Johannesburg - The Securities Regulation Panel (SRP) would oppose Verimark's delisting from the JSE, the watchdog organisation said.
The proposed delisting of Verimark, which specialises in direct marketing and sales of a variety of consumer goods, unleashed a storm because minority shareholders apparently had had no say in the matter.
The Verimark minority shareholders were excluded from the voting process during which the scheme of arrangement for delisting Verimark was approved.
In terms of the scheme, the majority shareholder - the Van Straaten Family Trust and related parties - would buy 36% of Verimark's shares from minorities at 50c a share, and then delist it.
The majority shareholders voted in favour of the delisting, while 69% of the minority shareholders voted against it.
This violated the generally-held rule that majority shareholders and related parties do not vote in the case of takeovers.

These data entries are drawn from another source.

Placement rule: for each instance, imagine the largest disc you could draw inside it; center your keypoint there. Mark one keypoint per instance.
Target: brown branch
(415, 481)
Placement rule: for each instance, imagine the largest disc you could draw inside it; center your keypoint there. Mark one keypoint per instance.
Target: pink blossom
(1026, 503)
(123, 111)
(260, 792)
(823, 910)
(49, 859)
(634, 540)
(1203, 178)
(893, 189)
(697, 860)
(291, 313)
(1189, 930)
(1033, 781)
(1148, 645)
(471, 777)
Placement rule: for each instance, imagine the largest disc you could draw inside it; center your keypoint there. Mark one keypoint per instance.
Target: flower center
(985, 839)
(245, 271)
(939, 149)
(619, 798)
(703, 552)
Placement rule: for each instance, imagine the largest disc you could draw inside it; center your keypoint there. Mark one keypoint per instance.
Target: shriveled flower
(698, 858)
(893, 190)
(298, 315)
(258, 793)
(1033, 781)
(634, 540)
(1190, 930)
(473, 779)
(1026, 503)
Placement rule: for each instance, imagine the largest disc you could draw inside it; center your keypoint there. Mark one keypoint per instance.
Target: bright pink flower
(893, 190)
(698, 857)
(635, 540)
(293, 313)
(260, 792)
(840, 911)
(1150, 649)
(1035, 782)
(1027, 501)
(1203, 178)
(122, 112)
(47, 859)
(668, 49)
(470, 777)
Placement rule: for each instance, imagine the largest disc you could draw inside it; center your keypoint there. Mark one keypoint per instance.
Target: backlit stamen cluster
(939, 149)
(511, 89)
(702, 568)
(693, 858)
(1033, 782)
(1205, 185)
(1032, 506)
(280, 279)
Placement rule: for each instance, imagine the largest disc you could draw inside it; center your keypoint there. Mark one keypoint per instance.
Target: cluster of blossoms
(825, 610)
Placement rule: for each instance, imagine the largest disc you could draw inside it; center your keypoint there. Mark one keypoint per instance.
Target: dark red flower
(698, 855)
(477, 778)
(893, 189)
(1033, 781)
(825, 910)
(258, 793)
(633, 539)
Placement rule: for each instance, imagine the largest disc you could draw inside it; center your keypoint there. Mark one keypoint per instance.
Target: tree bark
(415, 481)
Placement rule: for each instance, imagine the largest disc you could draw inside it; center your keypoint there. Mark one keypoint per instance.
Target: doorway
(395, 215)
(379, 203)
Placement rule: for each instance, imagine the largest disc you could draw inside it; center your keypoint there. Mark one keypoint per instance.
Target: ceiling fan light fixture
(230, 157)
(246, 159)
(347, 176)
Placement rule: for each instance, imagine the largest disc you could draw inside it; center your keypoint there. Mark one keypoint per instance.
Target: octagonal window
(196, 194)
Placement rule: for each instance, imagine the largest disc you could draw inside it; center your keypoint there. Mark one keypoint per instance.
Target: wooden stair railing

SRP director, Richard Connellan, said this was in direct conflict with the interests of minority shareholders. On this basis, the SRP opposed the scheme of arrangement, or alternatively the votes of the majority shareholders should be discounted.
Should the court approve the scheme of arrangement, this would create a precedent for further delistings and takeovers where the interests of minority shareholders were ignored.
A portfolio manager who declined to be named said Verimark's tactics reminded him of the bully in the playground.
The way in which Verimark had approached the delisting was also in conflict with the Companies Act which comes into force next year. In terms of the new act the party during the takeover has no voting rights.
In 2005 Verimark's shares were listed on the JSE at R2.50 each, in terms of which the CEO, Mike van Straaten, received some R100m.
The majority shareholders planned to execute the transaction at 50c a share. Verimark's share closed at 45c last week.